Maisie is a poor little girl who lives with her mother in a cottage.  One day she goes out to pick the blueberries they normally eat, but there are none left on the bush.  Maisie is worried when an old witch shows up and asks Maisie to look after a magic pot for her since she’s an old woman she can’t carry much luggage.  The old witch gives her the words to make the magic pot cook porridge and stop cooking when everyone has had their fill.  Maisie agrees and takes the pot home to her mother.  They eat themselves full and go to bed.  The next day Maisie goes to play and her mother starts the pot to cooking, she eats her fill and tries to get the pot to stop but cannot remember the words that make the pot stop cooking.  The whole town fills up with porridge, Maisie hears the commotion and gets home to tell the pot to stop cooking, but not before everyone’s house is full to the brim with porridge.  The town isn’t so upset though because they have enough food for winter now.


Rhymes/Special Phrases/ “Flavor”:

Commands to start and stop the pot from cooking.

“Cook-pot-cook”  “Stop-pot-stop”


Audience:  Preschool Children

At this age children do not have a very long attention span.  They are constantly moving, trying new things and absorbing in life like a sponge.  They need a short, strong, fast story that is going to hit them and hit them hard.  They need short, effective descriptions that give just enough information to tweak their active imaginations.  But not so much to bore them.

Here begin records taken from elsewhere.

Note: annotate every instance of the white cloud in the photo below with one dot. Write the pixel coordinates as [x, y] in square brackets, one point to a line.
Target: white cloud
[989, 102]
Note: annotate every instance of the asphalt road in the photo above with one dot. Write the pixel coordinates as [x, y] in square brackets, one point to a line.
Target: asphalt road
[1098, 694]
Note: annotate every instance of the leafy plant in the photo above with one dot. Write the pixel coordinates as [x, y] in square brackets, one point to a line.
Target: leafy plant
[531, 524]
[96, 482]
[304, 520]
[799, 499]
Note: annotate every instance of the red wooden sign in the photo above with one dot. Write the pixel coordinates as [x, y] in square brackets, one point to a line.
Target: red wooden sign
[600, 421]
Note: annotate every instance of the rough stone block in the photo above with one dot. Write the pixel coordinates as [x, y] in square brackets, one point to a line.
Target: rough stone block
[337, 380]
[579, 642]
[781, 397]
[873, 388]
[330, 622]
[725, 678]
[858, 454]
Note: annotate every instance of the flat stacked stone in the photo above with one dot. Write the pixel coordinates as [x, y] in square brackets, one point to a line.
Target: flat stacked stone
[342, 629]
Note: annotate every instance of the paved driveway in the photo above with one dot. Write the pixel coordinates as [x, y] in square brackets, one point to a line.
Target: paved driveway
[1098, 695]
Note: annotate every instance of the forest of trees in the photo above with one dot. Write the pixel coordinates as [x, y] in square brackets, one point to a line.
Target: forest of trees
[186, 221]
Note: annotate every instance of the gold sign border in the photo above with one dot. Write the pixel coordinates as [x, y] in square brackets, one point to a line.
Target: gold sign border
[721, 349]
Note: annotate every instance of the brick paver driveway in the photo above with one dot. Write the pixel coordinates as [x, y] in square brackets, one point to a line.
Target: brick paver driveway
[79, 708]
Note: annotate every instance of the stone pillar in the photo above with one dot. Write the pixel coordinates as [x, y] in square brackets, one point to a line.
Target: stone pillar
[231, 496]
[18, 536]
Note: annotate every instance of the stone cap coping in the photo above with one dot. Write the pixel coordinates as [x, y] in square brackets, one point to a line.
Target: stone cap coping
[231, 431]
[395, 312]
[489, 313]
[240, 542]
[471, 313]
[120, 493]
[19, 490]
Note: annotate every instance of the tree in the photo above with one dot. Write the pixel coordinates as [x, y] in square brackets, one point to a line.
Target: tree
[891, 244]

The Magic Porridge Pot is a short little humorous story that plays into preschoolers’ developing sympathetic emotions.  They are learning how to feel the sadness of the little girl with no berries to bring home and the excitement of bringing home a magic pot that erases all their troubles.  They can verbalize their anxiety over the pot spilling over with words they already know like ‘uh-oh’ and ‘oopsie’.  It is a story that preschoolers can relate to as they “gain [a] sense of the roles and institutions of society.”—Erik Erikson.




1.  Manheim, Ralph.  Grimms Tales for Young and Old:  The Complete Stories.  Doubleday & Co.: Garden City, 1977.


2.  Rockwell, Anne.  The Three Bears & 15 other stories.  Thomas Y. Crowell Co.:  New York, 1975.


3.  de Paola, Tomie.  Strega Nona.  Prentice Hall: New York, 1975.


Comparison of Version and Variants:


Versions #1 and #2 just had the most basic version of the story.  For example, the little girl had no name, the witch was not described and there was no embellishment at all. It was a very simple sort of naked story.


Variant #3 was told with an Italian twist to it and had a different set of characters.  There was a young man named who worked with Strega Nona (Grandma Witch).  She had the magic pot, which produced pasta, and she told the young man (Big Anthony) not to touch it because only she knew the magic words.  He didn’t listen and she had to come stop the pot from cooking pasta.  Then Anthony had to eat all the spaghetti in her house. 

This was a great story but it was too long to tell in seven minutes.  I like the Italian flavor and bright clothes red clothes that this story seems to wear J.